The meeting was not without controversy. GEAC member Pushpa Bhargava, director of the Centre for Cellular and Molecular Biology in Hyderabad, disagrees with the panel’s decision to permit import of GM soya bean oil and to allow a field trial of Bt brinjal. He says that toxicity data on the crop showed “significant statistical differences” between rats fed Bt brinjal and those given non-GM feed.

Groups that oppose GM agriculture have been lobbying for the government not to approve new field trials. On 29 July, two such organizations — Swadeshi Jagran Manch (the Forum for National Awakening) and Bharatiya Kisan Sangh (the Indian Farmers’ Association) — sent representatives to voice their concerns in a meeting with the environment minister.

In a press release, Swadeshi Jagran Manch said that Javadekar assured the representatives that “the decision about field trials on GM crops has been put on hold”.

A ministry official, however, says that no final decision has been taken and that the government’s official stance is reflected in a 21 July tweet by Javadekar: “Field trials of GM crops is not a government decision. It is a recommendation of a committee.”

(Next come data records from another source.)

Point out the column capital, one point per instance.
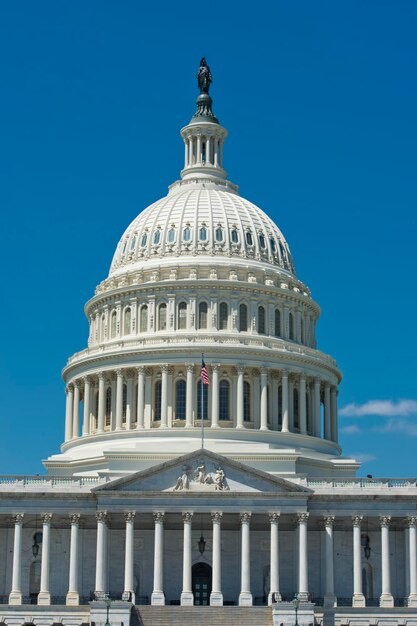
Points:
(245, 517)
(102, 516)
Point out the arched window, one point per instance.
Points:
(261, 320)
(277, 323)
(291, 325)
(113, 324)
(205, 400)
(182, 316)
(162, 317)
(202, 315)
(127, 326)
(243, 318)
(180, 394)
(246, 402)
(124, 405)
(223, 316)
(144, 318)
(157, 402)
(108, 406)
(296, 410)
(224, 393)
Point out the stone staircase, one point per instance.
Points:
(205, 615)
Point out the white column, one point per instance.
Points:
(129, 402)
(101, 557)
(76, 411)
(302, 557)
(245, 596)
(329, 595)
(44, 595)
(158, 596)
(101, 402)
(140, 408)
(86, 411)
(239, 397)
(333, 409)
(119, 399)
(285, 409)
(264, 399)
(164, 396)
(189, 398)
(303, 405)
(316, 414)
(327, 413)
(129, 591)
(216, 596)
(274, 593)
(412, 542)
(386, 598)
(73, 596)
(358, 597)
(68, 412)
(215, 396)
(187, 598)
(15, 596)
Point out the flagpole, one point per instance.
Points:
(202, 407)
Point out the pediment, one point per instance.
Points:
(202, 471)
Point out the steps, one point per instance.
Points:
(206, 615)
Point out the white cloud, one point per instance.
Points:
(382, 408)
(351, 429)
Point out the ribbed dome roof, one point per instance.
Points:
(201, 219)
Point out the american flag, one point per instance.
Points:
(204, 373)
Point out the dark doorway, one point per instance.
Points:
(201, 573)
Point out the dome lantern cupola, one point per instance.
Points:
(203, 136)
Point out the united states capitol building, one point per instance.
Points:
(172, 501)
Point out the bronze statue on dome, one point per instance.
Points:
(204, 77)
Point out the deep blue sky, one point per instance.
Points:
(320, 102)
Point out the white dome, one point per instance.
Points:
(201, 219)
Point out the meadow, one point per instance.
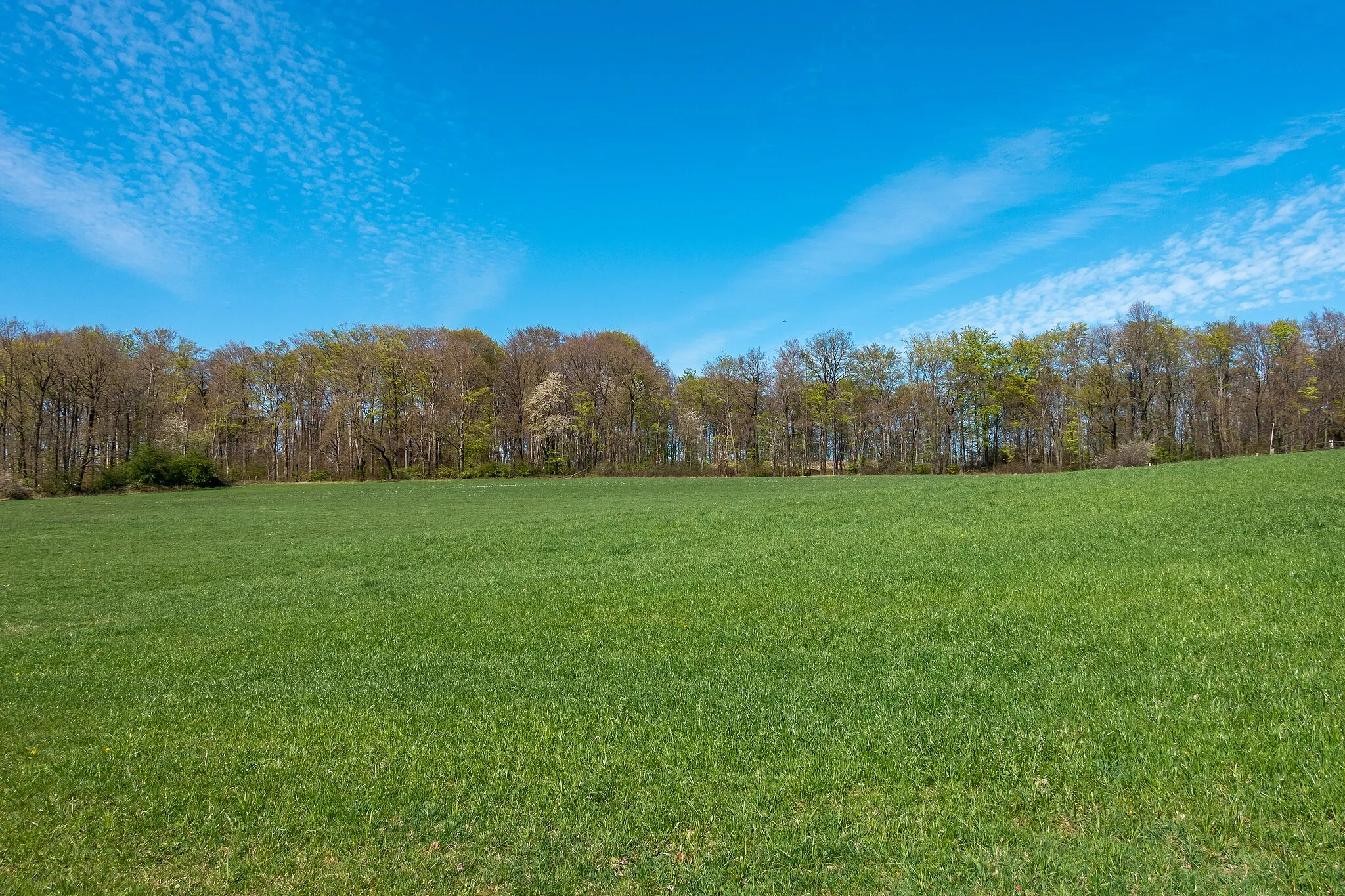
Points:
(1102, 681)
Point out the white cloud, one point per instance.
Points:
(1138, 195)
(187, 127)
(1266, 254)
(89, 210)
(915, 209)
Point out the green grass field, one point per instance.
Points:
(1111, 681)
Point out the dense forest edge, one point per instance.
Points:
(91, 410)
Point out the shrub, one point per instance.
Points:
(155, 468)
(1130, 454)
(12, 488)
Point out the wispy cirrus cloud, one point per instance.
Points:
(1266, 254)
(1137, 195)
(915, 209)
(162, 133)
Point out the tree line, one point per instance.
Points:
(395, 402)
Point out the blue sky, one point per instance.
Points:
(707, 177)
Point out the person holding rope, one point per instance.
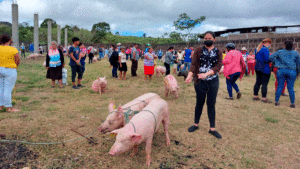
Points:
(206, 63)
(9, 61)
(54, 64)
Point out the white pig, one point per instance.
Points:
(160, 70)
(171, 86)
(99, 85)
(141, 129)
(116, 118)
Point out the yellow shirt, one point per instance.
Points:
(7, 56)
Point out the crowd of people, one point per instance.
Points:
(203, 64)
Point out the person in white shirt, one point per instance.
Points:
(123, 65)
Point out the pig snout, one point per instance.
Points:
(103, 129)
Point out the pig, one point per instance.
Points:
(160, 70)
(171, 86)
(183, 73)
(94, 59)
(116, 118)
(141, 128)
(99, 85)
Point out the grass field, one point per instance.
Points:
(255, 135)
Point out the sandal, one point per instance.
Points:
(266, 101)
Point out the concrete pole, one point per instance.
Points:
(15, 25)
(49, 34)
(36, 33)
(66, 37)
(58, 34)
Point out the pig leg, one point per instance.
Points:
(134, 150)
(148, 151)
(166, 122)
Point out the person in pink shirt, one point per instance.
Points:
(251, 63)
(234, 67)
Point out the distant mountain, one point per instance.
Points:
(5, 23)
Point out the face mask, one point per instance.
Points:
(208, 43)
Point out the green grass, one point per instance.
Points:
(23, 98)
(255, 135)
(268, 119)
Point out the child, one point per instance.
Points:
(123, 65)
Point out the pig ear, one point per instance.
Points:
(111, 106)
(135, 137)
(114, 132)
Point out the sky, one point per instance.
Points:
(155, 17)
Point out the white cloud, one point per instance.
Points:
(156, 17)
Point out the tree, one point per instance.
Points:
(175, 35)
(45, 23)
(185, 23)
(100, 30)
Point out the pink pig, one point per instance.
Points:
(99, 85)
(171, 85)
(160, 70)
(95, 59)
(141, 129)
(116, 118)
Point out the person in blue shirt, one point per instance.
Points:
(31, 48)
(159, 54)
(262, 70)
(74, 52)
(287, 62)
(188, 58)
(23, 50)
(83, 52)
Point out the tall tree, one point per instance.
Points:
(45, 23)
(100, 30)
(175, 35)
(185, 23)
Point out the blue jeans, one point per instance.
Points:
(206, 90)
(290, 77)
(231, 83)
(8, 78)
(187, 66)
(114, 72)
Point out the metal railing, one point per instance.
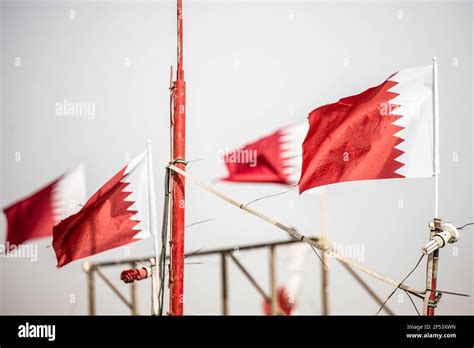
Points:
(226, 254)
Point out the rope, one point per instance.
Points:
(293, 233)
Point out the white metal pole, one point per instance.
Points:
(324, 241)
(153, 229)
(436, 134)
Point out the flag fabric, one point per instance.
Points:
(384, 132)
(34, 216)
(275, 158)
(289, 293)
(116, 215)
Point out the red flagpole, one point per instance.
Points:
(178, 196)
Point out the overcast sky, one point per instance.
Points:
(250, 67)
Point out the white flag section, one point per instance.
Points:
(292, 138)
(69, 194)
(119, 213)
(137, 178)
(415, 106)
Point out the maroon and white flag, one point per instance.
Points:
(34, 216)
(385, 132)
(275, 158)
(119, 213)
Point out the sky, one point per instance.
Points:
(250, 68)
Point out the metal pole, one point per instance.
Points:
(133, 293)
(178, 196)
(225, 295)
(324, 257)
(429, 303)
(91, 287)
(273, 289)
(432, 264)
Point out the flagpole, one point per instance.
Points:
(436, 134)
(153, 229)
(324, 256)
(430, 299)
(178, 191)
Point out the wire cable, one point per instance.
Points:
(398, 287)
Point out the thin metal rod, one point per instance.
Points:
(133, 293)
(112, 286)
(273, 288)
(324, 256)
(224, 282)
(367, 288)
(431, 274)
(252, 280)
(91, 288)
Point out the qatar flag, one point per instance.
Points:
(119, 213)
(382, 133)
(34, 216)
(275, 158)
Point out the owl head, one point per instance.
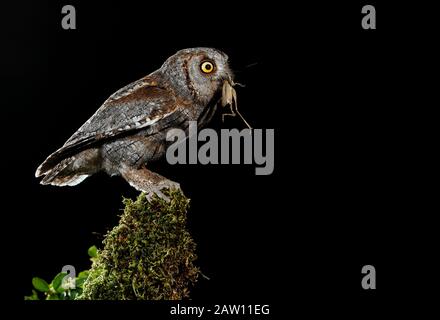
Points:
(197, 73)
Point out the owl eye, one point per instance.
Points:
(207, 67)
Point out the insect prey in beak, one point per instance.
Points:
(229, 97)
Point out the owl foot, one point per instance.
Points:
(149, 182)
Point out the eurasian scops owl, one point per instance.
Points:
(129, 130)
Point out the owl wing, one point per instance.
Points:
(140, 105)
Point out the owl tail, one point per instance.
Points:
(63, 174)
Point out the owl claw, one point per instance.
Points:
(165, 184)
(149, 182)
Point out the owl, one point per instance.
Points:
(129, 130)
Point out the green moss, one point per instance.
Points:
(148, 255)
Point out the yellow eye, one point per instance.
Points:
(207, 67)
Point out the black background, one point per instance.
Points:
(340, 99)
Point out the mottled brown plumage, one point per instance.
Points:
(129, 130)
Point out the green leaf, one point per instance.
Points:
(93, 252)
(34, 296)
(56, 282)
(40, 284)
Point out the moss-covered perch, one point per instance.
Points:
(148, 255)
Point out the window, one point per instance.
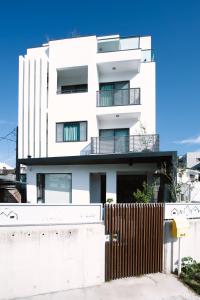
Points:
(71, 132)
(114, 140)
(54, 188)
(69, 89)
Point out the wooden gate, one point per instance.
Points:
(135, 245)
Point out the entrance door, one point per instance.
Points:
(97, 188)
(126, 185)
(135, 244)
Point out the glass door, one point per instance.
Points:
(121, 94)
(121, 140)
(106, 94)
(106, 141)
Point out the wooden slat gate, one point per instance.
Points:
(135, 245)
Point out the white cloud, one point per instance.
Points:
(190, 141)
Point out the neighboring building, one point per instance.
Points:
(189, 177)
(87, 120)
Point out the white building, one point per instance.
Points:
(87, 119)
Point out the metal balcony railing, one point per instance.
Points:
(118, 97)
(125, 144)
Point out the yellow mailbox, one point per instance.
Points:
(180, 227)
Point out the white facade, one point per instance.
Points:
(189, 177)
(49, 101)
(41, 106)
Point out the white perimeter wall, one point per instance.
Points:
(190, 246)
(44, 259)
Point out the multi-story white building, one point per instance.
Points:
(87, 119)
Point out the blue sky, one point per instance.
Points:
(175, 29)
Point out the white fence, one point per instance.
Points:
(44, 214)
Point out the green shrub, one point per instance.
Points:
(145, 195)
(190, 273)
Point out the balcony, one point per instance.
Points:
(125, 144)
(118, 44)
(118, 97)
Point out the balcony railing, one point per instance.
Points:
(111, 45)
(125, 144)
(118, 97)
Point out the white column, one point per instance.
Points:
(111, 185)
(43, 106)
(32, 108)
(37, 108)
(80, 187)
(31, 186)
(26, 107)
(21, 108)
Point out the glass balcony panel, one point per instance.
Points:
(129, 43)
(124, 144)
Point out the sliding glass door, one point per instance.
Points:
(114, 93)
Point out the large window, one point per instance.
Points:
(71, 132)
(54, 188)
(72, 80)
(78, 88)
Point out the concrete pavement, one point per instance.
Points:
(149, 287)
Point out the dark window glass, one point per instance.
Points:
(79, 88)
(71, 132)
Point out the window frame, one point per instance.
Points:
(42, 176)
(73, 90)
(72, 122)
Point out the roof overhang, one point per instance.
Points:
(128, 158)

The situation has frustrated India's biotechnology researchers. “If we are afraid to conduct trials, then why are we investing public money in transgenic research?” says Deepak Pental, director of the Centre for Genetic Manipulation of Crop Plants at the University of Delhi South Campus, who helped to develop a transgenic mustard in 2002. “We should withdraw from the sector.”

“We were expecting a change in the situation with the new government, ” says Ram Kaundinya, chairman of the industry-backed Association of Biotechnology-led Enterprises in Hyderabad. Continuing the current stalemate on GM crop development, he says, will bring about “a dark future for the seed and crop biotech industry, and the Indian farmer”.